Na dificuldade de se dosar a medida interventiva, o Estado tende a optar por aquela que supostamente protege o “interesse público”, ainda que tal medida ceife por completo ou diminua substancialmente direitos individuais de importância fundamental. Nesse sentido, entendemos que o critério da eficiência há de ser levado em consideração para a medição da adequação e da necessidade da medida interventiva, ou seja, há que se sopesar racionalmente os ganhos obtidos com a medida interventiva e as perdas provocadas no conjunto dos direitos individuais que sofreram limitação.
4. Eficiência
Conforme acima nos referimos, eficiência, no sentido econômico do termo, corresponde à relação entre os benefícios e os custos agregados a uma dada situação. Em termos mais elaborados, a ciência econômica nos fornece dois tipos de eficiência: a) a eficiência de Pareto ou ótimo de Pareto, segundo a qual não há mudança que melhore a situação de um agente sem piorar a situação de pelo menos um outro agente; e b) eficiência de Kaldor-Hicks, de acordo com o qual se uma situação gera um excedente total maior do que outra, ou seja, o ganho dos vencedores excede o prejuízo dos perdedores, ela é vista como mais eficiente que a outra (PINHEIRO e SADDI, 2005, p. 121).

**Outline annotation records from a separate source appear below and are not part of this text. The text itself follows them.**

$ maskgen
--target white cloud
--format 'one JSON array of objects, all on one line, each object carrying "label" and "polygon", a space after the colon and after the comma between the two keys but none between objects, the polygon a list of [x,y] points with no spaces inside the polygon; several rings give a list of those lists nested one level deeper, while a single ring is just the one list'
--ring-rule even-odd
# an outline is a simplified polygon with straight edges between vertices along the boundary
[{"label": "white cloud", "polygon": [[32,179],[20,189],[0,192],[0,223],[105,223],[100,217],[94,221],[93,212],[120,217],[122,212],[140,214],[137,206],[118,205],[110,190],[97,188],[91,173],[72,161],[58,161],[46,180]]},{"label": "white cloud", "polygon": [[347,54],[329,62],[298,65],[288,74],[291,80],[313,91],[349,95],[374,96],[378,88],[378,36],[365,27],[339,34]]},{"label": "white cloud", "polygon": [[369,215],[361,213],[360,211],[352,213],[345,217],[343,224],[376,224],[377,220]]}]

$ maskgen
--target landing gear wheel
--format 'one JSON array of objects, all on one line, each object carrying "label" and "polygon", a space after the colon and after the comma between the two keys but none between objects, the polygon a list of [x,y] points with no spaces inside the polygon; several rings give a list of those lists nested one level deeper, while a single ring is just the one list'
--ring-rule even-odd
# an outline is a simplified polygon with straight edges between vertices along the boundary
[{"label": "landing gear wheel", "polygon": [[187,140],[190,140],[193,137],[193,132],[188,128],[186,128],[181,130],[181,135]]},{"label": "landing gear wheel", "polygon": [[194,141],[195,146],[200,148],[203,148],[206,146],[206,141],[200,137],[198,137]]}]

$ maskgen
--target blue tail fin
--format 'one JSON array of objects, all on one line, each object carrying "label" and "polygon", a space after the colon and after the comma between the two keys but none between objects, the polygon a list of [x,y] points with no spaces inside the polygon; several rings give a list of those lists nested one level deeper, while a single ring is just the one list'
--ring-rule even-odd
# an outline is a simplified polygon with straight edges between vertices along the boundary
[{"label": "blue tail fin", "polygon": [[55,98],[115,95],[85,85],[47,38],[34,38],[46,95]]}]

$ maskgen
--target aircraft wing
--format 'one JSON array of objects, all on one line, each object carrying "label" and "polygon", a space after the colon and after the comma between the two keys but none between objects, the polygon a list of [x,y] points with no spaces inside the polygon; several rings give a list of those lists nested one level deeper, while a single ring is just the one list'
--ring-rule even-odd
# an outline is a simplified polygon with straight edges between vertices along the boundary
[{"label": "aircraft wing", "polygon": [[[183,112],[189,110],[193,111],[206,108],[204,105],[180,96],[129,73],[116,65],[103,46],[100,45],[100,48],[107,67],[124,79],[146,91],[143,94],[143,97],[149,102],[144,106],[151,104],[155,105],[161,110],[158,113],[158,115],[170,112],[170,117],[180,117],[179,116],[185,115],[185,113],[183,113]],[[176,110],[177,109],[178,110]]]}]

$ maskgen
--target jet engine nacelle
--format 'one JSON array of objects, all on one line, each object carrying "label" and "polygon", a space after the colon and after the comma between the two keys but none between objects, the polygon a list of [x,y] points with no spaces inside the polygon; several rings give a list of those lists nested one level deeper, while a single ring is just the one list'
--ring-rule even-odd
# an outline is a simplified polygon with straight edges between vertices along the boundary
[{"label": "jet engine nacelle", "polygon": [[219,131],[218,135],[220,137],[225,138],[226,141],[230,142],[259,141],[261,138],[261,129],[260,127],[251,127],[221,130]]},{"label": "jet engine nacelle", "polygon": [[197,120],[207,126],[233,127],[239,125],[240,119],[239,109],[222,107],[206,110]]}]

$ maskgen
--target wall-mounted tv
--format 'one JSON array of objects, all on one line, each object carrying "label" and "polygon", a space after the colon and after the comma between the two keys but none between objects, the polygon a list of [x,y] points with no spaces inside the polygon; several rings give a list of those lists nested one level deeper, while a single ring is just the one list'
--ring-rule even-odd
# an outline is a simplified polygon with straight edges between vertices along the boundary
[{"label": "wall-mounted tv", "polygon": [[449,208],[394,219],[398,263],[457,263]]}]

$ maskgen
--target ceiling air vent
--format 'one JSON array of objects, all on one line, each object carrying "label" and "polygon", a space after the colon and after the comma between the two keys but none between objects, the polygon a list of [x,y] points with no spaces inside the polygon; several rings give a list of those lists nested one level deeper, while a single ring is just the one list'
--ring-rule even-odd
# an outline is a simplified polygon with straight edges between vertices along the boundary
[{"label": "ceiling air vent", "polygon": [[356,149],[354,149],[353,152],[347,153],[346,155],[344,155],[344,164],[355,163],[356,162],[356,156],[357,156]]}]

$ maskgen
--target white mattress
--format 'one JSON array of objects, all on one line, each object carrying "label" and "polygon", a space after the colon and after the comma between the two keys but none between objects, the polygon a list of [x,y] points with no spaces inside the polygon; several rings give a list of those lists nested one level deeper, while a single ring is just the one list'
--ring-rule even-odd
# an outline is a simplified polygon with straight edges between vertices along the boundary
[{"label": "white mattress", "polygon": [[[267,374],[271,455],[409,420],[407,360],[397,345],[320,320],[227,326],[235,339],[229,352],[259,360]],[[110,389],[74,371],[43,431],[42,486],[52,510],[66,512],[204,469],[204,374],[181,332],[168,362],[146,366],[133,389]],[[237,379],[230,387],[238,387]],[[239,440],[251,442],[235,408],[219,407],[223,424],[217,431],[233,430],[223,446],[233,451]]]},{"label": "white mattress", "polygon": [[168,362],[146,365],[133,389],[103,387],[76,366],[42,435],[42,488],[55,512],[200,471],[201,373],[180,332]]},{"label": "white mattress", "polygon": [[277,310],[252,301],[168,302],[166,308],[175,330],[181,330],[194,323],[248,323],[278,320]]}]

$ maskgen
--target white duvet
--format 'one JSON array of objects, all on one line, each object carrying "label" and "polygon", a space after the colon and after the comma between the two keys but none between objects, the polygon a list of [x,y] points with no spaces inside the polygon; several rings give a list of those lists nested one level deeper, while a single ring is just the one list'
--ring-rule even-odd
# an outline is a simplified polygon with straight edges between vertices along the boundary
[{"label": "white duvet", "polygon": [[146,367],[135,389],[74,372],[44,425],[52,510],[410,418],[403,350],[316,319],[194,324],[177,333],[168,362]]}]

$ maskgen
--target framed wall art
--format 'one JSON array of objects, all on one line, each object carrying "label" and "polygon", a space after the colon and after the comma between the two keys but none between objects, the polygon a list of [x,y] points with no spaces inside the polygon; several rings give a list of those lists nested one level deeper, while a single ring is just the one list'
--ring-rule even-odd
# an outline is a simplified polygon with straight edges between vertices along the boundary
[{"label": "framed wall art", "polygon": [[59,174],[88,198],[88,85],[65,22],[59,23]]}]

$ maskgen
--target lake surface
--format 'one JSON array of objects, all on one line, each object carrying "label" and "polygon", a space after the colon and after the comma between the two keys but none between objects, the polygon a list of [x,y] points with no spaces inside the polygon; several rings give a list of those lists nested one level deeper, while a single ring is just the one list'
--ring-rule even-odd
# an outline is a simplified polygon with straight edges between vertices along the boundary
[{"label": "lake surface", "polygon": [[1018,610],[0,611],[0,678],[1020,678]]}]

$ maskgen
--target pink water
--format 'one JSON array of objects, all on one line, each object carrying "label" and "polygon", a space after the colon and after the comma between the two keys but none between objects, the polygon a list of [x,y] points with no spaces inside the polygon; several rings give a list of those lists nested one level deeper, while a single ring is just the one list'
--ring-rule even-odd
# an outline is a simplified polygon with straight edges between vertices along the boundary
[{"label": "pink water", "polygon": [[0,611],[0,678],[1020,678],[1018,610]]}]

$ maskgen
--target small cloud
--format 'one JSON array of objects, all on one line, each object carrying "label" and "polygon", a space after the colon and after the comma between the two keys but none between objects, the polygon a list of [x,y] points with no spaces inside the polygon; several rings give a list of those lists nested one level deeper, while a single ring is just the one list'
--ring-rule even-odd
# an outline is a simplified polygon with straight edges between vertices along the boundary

O direito importou a noção de eficiência das ciências econômicas, porém sob um enfoque extremamente restrito ao direito administrativo. Assim, o princípio da eficiência, explicitado no caput do artigo 37 da Constituição Federal é apreendido pela doutrina administrativista sob dois aspectos: “pode ser considerado em relação ao modo de atuação do agente público, do qual se espera o melhor desempenho possível de suas atribuições, para lograr os melhores resultados; e em relação ao modo de organizar, estruturar, disciplinar a Administração Pública, também com o mesmo objetivo de alcançar os melhores resultados na prestação do serviço público” (DI PIETRO, 2008, p. 78).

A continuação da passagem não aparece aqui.